Topic: Law and Civil Liberties

Yoo and Boumediene

John Yoo published this article in the Wall Street Journal yesterday about the Supreme Court’s Boumediene ruling. He makes too many claims for me to respond to here in a blog post, but let me address a handful.

1. Yoo: “Under the writ of habeas corpus, Americans (and aliens on our territory) can challenge the legality of their detentions before a federal judge.”

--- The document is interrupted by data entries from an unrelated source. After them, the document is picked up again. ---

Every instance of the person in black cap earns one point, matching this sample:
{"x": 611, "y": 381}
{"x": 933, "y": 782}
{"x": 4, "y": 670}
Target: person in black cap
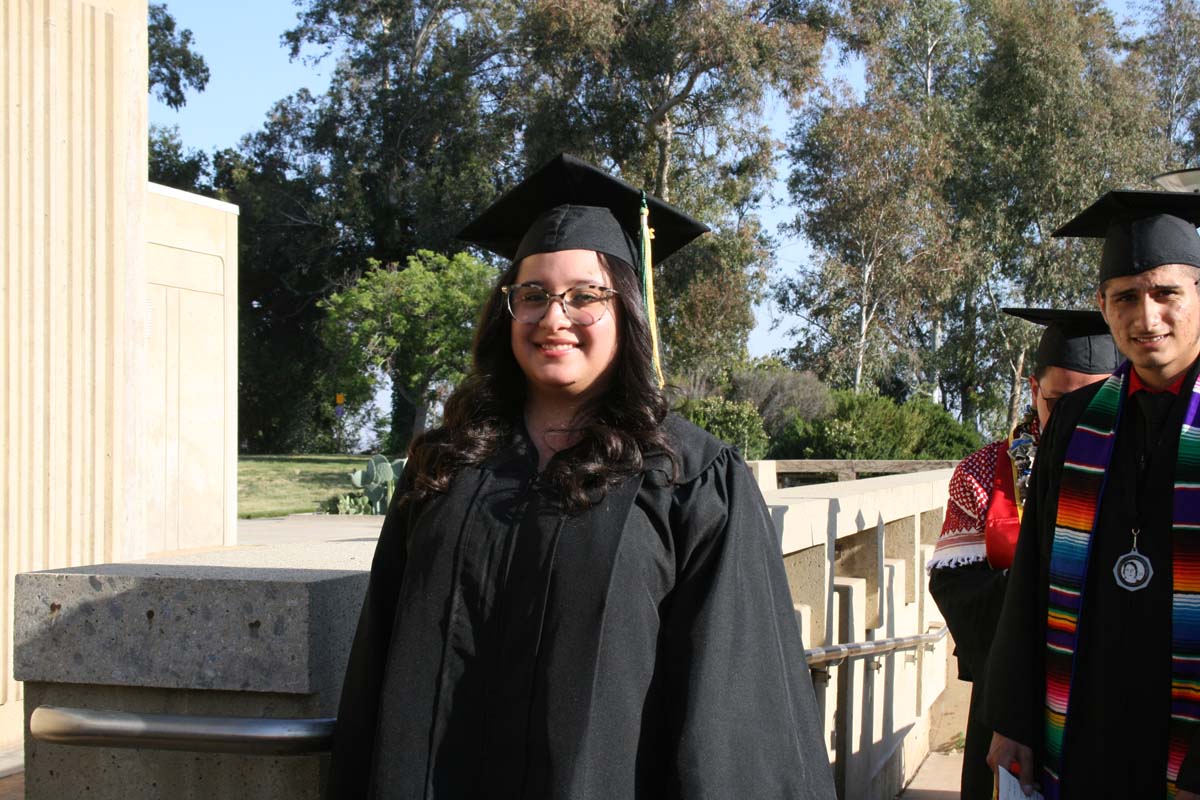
{"x": 969, "y": 570}
{"x": 576, "y": 594}
{"x": 1093, "y": 672}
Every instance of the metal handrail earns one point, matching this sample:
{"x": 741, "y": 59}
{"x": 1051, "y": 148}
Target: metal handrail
{"x": 195, "y": 733}
{"x": 838, "y": 653}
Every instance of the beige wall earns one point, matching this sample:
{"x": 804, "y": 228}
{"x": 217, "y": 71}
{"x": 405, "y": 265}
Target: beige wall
{"x": 191, "y": 404}
{"x": 72, "y": 293}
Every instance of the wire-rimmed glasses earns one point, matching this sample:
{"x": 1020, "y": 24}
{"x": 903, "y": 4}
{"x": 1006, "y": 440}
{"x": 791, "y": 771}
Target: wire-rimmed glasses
{"x": 583, "y": 305}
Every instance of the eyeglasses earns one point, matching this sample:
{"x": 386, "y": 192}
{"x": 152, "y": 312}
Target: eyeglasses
{"x": 528, "y": 302}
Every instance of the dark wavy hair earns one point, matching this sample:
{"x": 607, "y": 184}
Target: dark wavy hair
{"x": 617, "y": 432}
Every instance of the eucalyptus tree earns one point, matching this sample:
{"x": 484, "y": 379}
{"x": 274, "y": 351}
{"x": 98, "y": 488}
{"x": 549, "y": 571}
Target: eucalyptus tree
{"x": 865, "y": 182}
{"x": 1170, "y": 50}
{"x": 672, "y": 95}
{"x": 1060, "y": 115}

This is an astonishing statement coming from a former Department of Justice official like John Yoo. I say that because Americans were locked up in military brigs as “enemy combatants.” And their attorneys did file habeas corpus petitions in federal court. The Bush administration responded to those petitions by urging the federal courts to immediately throw them out of court! At one point in the litigation, Bush’s lawyers told the Supreme Court, “The Commander in Chief … has authority to seize and detain enemy combatants wherever found, including within the borders of the United States.” Brief for United States, Rumsfeld v. Padilla (No. 03-1027), p. 38. Yoo and others now seem to be playing down those previous assertions about the executive’s military powers, but the record is there for anyone to check. Bush’s lawyers argued that such American prisoners were perfectly free to “challenge” their imprisonment by filing a habeas corpus petition–again, just so long as the courts pronounced such petitions dead on arrival. See Hamdi v. Rumsfeld, 296 F.3d 278, 283 (2002) (“The government [argues that the courts] may not review at all its designation of an American citizen as an enemy combatant–that its determination on this score are the first and final word.”).

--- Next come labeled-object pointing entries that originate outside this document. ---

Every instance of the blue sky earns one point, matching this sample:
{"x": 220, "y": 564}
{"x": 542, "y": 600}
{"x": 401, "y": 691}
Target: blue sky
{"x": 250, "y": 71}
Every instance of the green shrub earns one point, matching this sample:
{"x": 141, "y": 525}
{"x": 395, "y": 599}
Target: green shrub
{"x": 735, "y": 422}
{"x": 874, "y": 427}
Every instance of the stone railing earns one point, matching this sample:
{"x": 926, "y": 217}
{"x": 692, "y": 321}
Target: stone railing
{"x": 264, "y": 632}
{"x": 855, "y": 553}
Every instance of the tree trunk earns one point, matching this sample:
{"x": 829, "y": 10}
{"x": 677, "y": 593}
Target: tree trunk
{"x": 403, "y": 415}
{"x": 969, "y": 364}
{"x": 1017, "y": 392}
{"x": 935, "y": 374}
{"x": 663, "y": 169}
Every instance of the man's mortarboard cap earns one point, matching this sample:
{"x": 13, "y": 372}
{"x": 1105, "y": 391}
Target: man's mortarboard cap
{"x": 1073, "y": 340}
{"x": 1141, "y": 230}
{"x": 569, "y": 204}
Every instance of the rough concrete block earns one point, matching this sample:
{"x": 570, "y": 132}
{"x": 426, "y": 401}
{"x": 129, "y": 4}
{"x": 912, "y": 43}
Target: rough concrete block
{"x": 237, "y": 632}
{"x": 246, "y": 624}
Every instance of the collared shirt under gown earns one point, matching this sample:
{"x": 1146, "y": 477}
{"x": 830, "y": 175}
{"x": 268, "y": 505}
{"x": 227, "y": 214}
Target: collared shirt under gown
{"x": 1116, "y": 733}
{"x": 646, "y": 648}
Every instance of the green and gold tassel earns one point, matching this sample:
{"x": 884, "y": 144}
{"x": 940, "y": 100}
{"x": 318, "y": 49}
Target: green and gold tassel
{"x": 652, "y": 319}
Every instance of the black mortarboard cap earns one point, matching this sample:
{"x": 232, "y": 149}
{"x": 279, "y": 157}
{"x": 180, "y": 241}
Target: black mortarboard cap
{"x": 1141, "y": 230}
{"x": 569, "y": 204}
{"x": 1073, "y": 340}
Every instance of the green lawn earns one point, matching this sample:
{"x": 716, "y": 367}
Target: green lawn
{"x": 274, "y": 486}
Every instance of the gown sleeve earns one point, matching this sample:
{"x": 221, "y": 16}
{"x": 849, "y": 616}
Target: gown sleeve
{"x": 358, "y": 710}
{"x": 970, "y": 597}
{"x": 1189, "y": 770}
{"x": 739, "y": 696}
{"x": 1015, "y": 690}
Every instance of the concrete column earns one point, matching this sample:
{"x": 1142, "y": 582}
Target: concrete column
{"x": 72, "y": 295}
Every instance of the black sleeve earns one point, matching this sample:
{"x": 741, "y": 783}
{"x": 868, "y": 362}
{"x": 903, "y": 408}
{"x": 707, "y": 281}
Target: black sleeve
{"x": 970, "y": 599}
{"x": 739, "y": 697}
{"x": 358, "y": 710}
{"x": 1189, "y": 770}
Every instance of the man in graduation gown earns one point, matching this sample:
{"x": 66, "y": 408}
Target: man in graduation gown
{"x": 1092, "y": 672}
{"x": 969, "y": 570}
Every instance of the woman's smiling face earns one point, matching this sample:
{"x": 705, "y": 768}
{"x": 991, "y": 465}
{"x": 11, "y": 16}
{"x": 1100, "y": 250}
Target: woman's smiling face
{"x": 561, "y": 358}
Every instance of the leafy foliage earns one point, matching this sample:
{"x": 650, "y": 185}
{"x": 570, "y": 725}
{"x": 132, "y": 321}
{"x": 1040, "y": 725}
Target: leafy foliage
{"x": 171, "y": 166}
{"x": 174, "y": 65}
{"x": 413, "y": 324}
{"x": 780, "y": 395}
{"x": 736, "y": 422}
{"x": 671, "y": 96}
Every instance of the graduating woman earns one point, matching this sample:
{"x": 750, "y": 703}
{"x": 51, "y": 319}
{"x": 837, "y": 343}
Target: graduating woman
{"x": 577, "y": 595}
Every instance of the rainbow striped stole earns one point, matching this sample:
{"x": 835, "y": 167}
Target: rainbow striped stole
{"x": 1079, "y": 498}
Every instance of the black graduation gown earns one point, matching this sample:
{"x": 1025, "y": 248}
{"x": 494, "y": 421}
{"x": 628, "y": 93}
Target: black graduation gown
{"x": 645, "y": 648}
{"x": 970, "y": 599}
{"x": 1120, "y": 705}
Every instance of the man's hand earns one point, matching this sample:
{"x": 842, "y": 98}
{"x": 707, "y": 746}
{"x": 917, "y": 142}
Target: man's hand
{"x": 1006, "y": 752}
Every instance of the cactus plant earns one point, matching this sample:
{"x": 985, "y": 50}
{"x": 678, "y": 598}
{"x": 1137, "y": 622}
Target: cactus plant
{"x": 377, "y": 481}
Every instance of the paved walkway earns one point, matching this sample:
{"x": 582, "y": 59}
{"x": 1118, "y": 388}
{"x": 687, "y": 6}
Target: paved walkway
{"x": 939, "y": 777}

With that background in mind, let’s return to Yoo’s claim that Americans “can challenge the legality of their detentions before a federal judge.” To be non-misleading, one would have to add something like, “as long as the courts repudiate the Bush administration’s claims regarding executive power.” Or I suppose there is another possibility. One could prop up the claim with a clarification like “After all, any lawyer can try to challenge anything.” A lawyer can challenge a speeding ticket by the Colorado State Police by asking a judge in Maine to rule in his favor. The Maine judge isn’t going to take any action because his court has no jurisdiction, but the lawyer is nevertheless free to file his request or “challenge” in Maine, futile as it is.

In context, Yoo seems to be trying to assure readers that the writ of habeas corpus is in place for Americans. Well, only if you ignore the legal precedents the Bush administration has been trying to establish. Or only if you are assured by the fact that Americans have a guaranteed right to file futile legal motions in court.

2. Yoo: “The Boumediene Five also ignored the Constitution’s structure, which grants all war decisions to the president and Congress.”

All war decisions? Should the Supreme Court have sanctioned Harry Truman’s seizure of the steel mills (Youngstown Sheet and Tube v. Sawyer, 343 U.S. 579 (1952))? Should the Supreme Court have sanctioned the internment of Americans during World War II (Korematsu v. United States, 323 U.S. 214 (1944)? Should the Supreme Court have affirmed the conviction of Eugene Debs under the Espionage Act for giving an anti-war speech (Debs v. United States, 249 U.S. 211 (1919)? Should the Supreme Court have sanctioned military trials for Americans during the Civil War (Ex Parte Milligan, 71 U.S. 2 (1866)? Perhaps Yoo answers all of these questions in the affirmative, but shouldn’t he make his case for such sweeping war powers more forthrightly?

3. Yoo: “Under Boumediene’s claim of judicial supremacy, it is only a hop, skip and a jump from judges second-guessing whether someone is an enemy to second-guessing whether a soldier should have aimed and fired at him.”

Here Yoo wants readers to imagine a judge in robes running between foxholes to review the battle plan. He desperately wants readers of the Wall Street Journal to ask: What in the world can our Supreme Court be thinking? Not to worry. Yoo is simply trying to caricature a position with which he disagrees. I would make two points here. First, I quite agree that judges have no place on the battlefield. However, we need to watch our terms and definitions here. I do reject the Bush administration’s claim that all of the world, including all of the USA is a “battlefield.”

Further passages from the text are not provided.